Mit einem Baby ist das Leben plötzlich anders. Vater oder Mutter zu sein, verändert. Es macht einen aber nicht unbedingt zu einem gewissenhafteren Menschen.
Ein Baby stellt das ganze Leben auf den Kopf

Eine Familie zu gründen bedeutet, viel Verantwortung zu übernehmen. Aber werden Menschen tatsächlich vernünftiger, sobald Nachwuchs da ist? Und gibt es dabei einen Unterschied zwischen Männern und Frauen? Diese Fragen wollten die Psychologinnen Eva Asselmann und Jule Specht klären. Ihr Ergebnis: Die Persönlichkeit verändert sich, wenn Menschen Eltern werden, aber anders als gedacht, wie die Forscherinnen im »European Journal of Personality« schreiben.
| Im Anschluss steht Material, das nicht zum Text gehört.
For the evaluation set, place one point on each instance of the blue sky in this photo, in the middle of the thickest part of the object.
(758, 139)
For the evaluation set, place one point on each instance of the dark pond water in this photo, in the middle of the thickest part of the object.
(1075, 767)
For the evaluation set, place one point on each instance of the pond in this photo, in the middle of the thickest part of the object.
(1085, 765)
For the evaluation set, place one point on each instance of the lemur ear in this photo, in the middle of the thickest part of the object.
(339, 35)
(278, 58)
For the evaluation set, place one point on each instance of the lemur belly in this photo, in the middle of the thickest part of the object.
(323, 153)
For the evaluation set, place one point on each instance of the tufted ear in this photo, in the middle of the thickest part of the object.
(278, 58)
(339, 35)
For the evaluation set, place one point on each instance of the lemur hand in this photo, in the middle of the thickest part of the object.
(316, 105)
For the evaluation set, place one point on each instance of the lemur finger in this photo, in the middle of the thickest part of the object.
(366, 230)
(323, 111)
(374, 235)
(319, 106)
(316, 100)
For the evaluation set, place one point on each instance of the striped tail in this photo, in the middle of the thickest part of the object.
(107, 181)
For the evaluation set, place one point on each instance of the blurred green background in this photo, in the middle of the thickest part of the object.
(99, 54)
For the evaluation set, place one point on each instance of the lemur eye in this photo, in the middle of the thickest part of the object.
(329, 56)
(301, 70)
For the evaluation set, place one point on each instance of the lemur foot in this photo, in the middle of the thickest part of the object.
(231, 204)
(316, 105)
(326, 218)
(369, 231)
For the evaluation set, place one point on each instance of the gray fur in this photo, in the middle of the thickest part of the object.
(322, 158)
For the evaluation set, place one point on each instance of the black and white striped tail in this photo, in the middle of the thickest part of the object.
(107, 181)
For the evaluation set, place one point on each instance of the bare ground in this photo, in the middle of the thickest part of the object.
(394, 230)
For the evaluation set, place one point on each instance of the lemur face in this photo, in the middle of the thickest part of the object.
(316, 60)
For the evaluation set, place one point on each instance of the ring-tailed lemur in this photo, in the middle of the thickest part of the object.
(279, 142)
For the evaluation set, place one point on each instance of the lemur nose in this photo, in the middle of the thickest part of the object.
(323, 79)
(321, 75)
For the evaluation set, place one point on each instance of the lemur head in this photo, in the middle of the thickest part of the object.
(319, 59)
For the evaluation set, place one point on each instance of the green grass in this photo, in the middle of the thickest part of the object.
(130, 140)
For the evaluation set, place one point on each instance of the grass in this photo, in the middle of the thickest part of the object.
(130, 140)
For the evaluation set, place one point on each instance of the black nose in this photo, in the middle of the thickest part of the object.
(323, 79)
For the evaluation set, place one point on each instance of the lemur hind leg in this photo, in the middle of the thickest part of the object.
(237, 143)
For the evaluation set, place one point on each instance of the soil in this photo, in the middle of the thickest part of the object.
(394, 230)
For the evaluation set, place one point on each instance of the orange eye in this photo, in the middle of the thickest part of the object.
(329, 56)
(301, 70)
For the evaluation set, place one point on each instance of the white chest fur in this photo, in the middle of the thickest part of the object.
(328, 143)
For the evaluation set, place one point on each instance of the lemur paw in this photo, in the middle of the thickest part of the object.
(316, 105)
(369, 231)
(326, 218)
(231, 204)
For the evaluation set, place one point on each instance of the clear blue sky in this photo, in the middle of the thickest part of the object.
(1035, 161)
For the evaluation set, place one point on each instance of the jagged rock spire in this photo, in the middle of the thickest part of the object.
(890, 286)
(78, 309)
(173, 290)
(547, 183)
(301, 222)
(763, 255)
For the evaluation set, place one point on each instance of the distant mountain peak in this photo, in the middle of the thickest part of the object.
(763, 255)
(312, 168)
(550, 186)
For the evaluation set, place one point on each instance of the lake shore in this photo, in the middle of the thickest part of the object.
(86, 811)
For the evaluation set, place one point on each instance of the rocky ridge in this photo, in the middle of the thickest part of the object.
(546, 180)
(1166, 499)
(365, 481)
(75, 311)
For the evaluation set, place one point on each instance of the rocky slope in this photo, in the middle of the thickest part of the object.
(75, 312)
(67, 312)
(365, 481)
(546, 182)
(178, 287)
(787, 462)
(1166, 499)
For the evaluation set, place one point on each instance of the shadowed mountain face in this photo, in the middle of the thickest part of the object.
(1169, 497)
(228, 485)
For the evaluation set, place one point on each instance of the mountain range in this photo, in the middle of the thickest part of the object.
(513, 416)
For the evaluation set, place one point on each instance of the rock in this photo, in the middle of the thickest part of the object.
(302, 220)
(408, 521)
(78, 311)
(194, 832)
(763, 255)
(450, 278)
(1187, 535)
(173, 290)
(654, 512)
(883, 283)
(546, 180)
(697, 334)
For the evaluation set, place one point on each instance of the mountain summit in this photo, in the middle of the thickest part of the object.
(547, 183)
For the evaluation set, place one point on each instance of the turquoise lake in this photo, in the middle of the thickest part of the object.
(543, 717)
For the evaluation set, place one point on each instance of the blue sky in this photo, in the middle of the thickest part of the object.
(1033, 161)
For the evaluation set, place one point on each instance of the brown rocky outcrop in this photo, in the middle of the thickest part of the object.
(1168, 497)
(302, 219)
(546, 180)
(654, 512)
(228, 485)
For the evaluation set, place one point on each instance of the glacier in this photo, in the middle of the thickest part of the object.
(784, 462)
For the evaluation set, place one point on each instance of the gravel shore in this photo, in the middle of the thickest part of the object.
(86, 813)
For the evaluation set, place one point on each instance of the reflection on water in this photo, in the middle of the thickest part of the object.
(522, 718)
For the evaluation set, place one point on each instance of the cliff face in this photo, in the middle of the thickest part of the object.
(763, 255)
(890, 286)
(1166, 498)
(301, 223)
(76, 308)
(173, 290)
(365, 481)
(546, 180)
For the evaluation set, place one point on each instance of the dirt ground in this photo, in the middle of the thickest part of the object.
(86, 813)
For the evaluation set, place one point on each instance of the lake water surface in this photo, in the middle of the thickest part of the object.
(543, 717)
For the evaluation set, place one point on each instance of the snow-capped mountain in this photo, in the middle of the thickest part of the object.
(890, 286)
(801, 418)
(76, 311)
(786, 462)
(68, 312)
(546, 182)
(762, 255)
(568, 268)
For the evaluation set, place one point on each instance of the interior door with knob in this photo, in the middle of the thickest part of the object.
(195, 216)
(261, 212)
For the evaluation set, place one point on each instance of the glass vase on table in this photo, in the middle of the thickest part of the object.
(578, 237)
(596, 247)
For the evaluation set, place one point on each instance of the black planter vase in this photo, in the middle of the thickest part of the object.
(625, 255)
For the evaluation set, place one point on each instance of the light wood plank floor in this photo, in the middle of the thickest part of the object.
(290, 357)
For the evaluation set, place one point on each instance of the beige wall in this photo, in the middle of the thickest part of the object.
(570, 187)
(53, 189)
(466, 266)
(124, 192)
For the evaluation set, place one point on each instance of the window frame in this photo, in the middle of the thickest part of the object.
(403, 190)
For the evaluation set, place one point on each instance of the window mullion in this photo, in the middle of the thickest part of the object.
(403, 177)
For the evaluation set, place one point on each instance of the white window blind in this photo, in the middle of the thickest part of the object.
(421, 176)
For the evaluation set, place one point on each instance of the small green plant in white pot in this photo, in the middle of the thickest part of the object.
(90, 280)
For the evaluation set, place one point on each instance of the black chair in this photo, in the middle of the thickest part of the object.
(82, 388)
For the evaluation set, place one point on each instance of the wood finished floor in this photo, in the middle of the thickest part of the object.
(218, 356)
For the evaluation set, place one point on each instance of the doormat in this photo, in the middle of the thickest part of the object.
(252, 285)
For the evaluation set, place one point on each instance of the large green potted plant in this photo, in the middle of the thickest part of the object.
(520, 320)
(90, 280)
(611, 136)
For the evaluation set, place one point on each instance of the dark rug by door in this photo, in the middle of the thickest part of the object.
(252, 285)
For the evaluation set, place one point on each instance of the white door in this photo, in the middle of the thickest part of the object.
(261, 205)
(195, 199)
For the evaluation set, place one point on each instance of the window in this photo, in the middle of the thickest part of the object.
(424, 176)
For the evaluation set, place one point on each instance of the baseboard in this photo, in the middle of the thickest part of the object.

Das Team hat Daten von 19 875 Erwachsenen aus dem Sozio-oekonomischen Panel genutzt, einer repräsentativen bundesweiten Langzeitstudie. Etwa 48 Prozent waren Frauen, 52 Prozent Männer. 6891 der Befragten waren in den Jahren zwischen 2005 und 2017 zum ersten Mal Eltern geworden. Während dieser Zeit hatten sie insgesamt viermal einen Persönlichkeitstest absolviert, der die so genannten »Big Five« abfragt: Offenheit, Extraversion, Gewissenhaftigkeit, Verträglichkeit und emotionale Stabilität. Letztere drei werteten die Autorinnen als Merkmale persönlicher Reife. Bei der Interpretation der Ergebnisse berücksichtigten die Forscherinnen außerdem Faktoren wie Alter, Geschlecht sowie die Lebensumstände der Probanden.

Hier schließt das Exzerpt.